Type systems (by )

There are a number of type systems out there in different programming languages. In fact, there's zillions, but they boil down to a few basic approaches.

One of the biggest splits is between statically decidable type systems and more dynamic ones. In a totally static non-polymorphic type system like C uses, every variable and every member of a data structure has a single type, meaning that its value must be a member of a known set of values. Generally these sets are entirely exclusive - there is nothing that's both an integer and a string - but often there's a special case called NULL that bends the rules slightly.

Then you can add a bit of polymorphism. In C++, types can be subtypes of other types due to class inheritance. In Haskell, you can be a bit more flexible, but it's the same sort of thing. Lots of variables and members are still monomorphic, and where some aren't, this is either handled with tagged values or invisibly creating multiple instances of a function with one or more polymorphic parameters, each specialised for a possible type assignment so that they are actually monomorphic.

In C and C++, the syntax forces you to assign a type to every variable definition, function argument definition, or member definition in a data structure. The compiler's type checking job is then quite simple, since it can assign a type to every expression by taking the declared types of the inputs and applying rules - int + int = int, and looking up the type signatures of functions called - to find a type for the expression, complaining where there is no type rule for the operator and types used, or if the function called does not accept parameters of that type. Then it checks that the place the value of the expression is being sent accepts that type, and complains if not.

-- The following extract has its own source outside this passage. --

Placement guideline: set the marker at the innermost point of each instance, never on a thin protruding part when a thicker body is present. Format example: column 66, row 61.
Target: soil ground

Some languages make things a bit easier with type inference, however, In Haskell, type declarations are optional. The compiler infers types for everything by tracing where values come from in a vaguely similar way to how the C/C++ compilers type an expression, except with added complexity due to the polymorphism and type inference across function call boundaries. The system knows the types of all "standard" values and functions and so on, so can in principle deduce the types of entire programs without any type declarations, but type declarations help to reduce the time the compiler spends inferring the types, and can help to report errors better: by the programmer declaring their intentions, the compiler can complain if it finds a type for a function that contradicts the programmer's intention, helping to locate problems.

Either way, when it comes to generating code, the type of every value is generally either known or restricted to a small set of types which the implementation carefully ensures can be treated as one type within the scope in question (eg, by using a virtual method table). This makes for efficient code (in general, the more information a code generator has, the more efficient its output will be) and means that there is reduced scope for run-time errors; most type errors are picked up at compile time.

I say "most" type errors. Some still get through. For a start, the type system isn't necessarily as fine-grained as you'd like. In C one can say that a variable is an int, but can't specify that it's a percentage so must be in the range 0 to 100, so the compiler won't complain about mySuccessRate = 250;, or optimise if (mySuccessRate < 150) to always execute.

More interestingly, C, C++, and Java, amongst other similar languages, off the ability to explicitly cast values to another type. In C and C++ this can be a dangerous operation since you can use it to lie to the compiler, forcing it to consider a value as one type when it's really another, with implementation-dependent results. Java, however, stores type information with values, so the actual type of any arbitrary object can be deduced, which is impossible in C and optional in C++, so a Java cast may, at run time, throw a ClassCastException at run time if the provided value is not actually of a compatible type with the type we are casting to.

At the other end of the spectrum, we have entirely dynamically typed languages, where data structure members and variables are generally or always not assigned any particular type, and type is a purely run-time notion. This is where Lisp, Python, PHP, and so on operate (I exclude Perl from that since it has a form of partial syntactic typing, like BASIC used to, but Perl objects are still dynamically typed). This means that the compiler does no type checking whatsoever; so if you try and call a string-only operation on an integer, you get a run time error. This means that mistakes are only picked up when the bit of code containing the mistake is run (which may be long after the software is released, or only during an expensive and time-consuming unit test run, rather than upon every compilation), and that the code generator has to generate code that checks the types of arguments to all operations before performing them, which slows down the generated code.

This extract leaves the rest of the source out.